A team of engineers at the University of Virginia reviewed data from nearly 23,000 crashes and concluded there are some big problems with car safety systems. Women and people over 65 are at extra risk.
Based on crash data from accidents that occurred over 17 years, the Center for Applied Biomechanics at UVA saw areas of dramatic improvement in protecting drivers and passengers.
“We did see significant improvements – especially in lower extremity injuries.”
And lead scientist Jason Forman found a decrease in skull fractures, injuries to the spine and abdomen. The ribs and sternum, however, are still at great risk of fracture, especially in those over the age of 65.
“Older people tend to become fairly fragile in their chest, and they aren’t able to bear the load applied by the shoulder belt nearly as well.”
And there’s a big gap between men’s and women’s risk of injury.
“After controlling for things like the severity of the collision, the stature of the occupant, the body mass index and the vehicle model year, females still carried 73% greater odds of sustaining a serious or fatal injury.”

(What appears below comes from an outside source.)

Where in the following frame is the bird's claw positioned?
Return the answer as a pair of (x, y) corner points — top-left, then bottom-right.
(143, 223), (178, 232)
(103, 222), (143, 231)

The problem, he says, is studies have focused on men, and even now we don’t know why women’s bodies should be more vulnerable.
“The federal government does have a program in place right now to develop the next generation of female crash test dummy.”
New computer models could also help design better protection for men and women of all body sizes, but Forman says it will take time and resources to make those improvements.
***Editor's Note: The University of Virginia is a financial supporter of Radio IQ.